---
title: The Python-Java boundary and how it affects query efficiency
sidebar_label: Python-Java boundary
---

This guide discusses the relationship between Python and Java in Deephaven Python queries and how it affects query efficiency.

## From Python to Java

Deephaven, on the backend, is written almost entirely in Java.

![A breakdown of languages used in Deephaven Community Core](../assets/conceptual/dhc-languages.png)

Deephaven's Python API allows users to perform tasks by wrapping the Java operations in Python. This is accomplished via [jpy](https://pypi.org/project/jpy/), a bi-directional Python-Java bridge that can be used to embed Java code in Python programs. This guide will cover Python -> Java.

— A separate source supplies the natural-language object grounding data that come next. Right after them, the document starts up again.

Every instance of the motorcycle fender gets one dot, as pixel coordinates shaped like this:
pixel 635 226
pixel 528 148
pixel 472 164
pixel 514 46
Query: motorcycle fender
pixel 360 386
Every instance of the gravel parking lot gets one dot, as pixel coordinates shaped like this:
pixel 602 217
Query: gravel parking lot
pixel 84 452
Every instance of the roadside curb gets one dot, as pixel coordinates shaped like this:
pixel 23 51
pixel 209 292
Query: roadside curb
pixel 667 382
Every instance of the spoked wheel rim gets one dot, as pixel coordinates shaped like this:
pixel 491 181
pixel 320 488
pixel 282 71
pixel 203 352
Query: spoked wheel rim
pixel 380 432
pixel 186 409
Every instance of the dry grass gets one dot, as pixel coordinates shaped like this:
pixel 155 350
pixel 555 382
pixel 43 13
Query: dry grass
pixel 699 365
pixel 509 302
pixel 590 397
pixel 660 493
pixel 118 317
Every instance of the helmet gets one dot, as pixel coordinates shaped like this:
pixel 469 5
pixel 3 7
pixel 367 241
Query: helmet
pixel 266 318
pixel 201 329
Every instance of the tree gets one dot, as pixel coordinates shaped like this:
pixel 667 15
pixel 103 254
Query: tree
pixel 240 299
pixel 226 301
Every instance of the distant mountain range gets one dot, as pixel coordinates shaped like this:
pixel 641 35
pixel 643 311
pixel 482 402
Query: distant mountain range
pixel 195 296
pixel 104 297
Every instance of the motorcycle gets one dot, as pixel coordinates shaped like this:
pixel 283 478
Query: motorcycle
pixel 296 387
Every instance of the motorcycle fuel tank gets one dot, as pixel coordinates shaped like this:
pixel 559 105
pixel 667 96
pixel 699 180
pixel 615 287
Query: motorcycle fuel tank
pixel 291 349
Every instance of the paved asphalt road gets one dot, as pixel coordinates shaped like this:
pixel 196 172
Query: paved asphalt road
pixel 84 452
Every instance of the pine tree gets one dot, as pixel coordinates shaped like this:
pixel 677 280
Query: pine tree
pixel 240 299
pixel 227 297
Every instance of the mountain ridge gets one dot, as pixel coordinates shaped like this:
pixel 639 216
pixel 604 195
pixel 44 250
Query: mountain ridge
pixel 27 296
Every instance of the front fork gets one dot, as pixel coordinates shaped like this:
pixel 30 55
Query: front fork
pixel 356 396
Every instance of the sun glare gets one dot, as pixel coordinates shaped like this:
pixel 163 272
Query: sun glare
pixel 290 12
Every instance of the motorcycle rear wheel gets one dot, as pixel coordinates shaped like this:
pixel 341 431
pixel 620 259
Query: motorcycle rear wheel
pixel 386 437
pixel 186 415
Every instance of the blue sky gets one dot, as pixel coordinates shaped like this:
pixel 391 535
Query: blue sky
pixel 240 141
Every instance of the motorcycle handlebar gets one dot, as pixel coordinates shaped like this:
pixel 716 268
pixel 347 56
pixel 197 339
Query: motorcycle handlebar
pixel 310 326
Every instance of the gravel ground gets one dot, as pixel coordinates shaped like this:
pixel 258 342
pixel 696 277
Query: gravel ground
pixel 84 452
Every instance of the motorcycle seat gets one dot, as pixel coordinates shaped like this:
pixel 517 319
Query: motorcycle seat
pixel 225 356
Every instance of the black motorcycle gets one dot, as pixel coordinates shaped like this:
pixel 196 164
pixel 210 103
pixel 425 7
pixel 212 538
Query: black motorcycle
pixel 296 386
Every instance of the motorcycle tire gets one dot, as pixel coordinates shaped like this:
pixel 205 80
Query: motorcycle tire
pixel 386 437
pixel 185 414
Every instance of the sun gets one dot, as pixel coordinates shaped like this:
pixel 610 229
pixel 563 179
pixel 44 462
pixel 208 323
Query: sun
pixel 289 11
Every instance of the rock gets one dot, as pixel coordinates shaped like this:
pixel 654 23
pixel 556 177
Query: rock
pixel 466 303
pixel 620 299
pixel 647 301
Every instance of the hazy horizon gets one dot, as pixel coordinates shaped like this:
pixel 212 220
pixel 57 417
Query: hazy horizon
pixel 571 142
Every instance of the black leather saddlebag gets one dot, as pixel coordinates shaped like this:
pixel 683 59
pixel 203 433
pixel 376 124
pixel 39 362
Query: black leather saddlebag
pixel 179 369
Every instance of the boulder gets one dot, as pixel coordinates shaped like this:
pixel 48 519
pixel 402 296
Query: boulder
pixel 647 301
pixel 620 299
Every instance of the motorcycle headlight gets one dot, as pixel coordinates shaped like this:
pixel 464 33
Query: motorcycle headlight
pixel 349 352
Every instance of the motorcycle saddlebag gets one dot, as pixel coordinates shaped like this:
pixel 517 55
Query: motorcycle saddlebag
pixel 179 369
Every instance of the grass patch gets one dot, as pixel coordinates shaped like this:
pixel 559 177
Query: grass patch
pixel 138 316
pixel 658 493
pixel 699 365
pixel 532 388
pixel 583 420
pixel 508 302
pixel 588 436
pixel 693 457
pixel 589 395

[jpy](https://pypi.org/project/jpy/) is a powerful tool taken full advantage of in Deephaven. However, Python developers typically don't want to have to write Java code. Moreover, they don't want to use Python just to invoke Java. So, the Deephaven Python API has wrapped Deephaven's powerful table operations in Python to make them PEP-compliant and easy for Python developers.

## Why does this matter?

The Python-Java boundary can be crossed numerous times throughout a single query. Crossing this boundary takes time. So, the number of times this boundary is crossed will affect the query's efficiency. This concept becomes very important when working with real-time and big data, where speed can make or break them.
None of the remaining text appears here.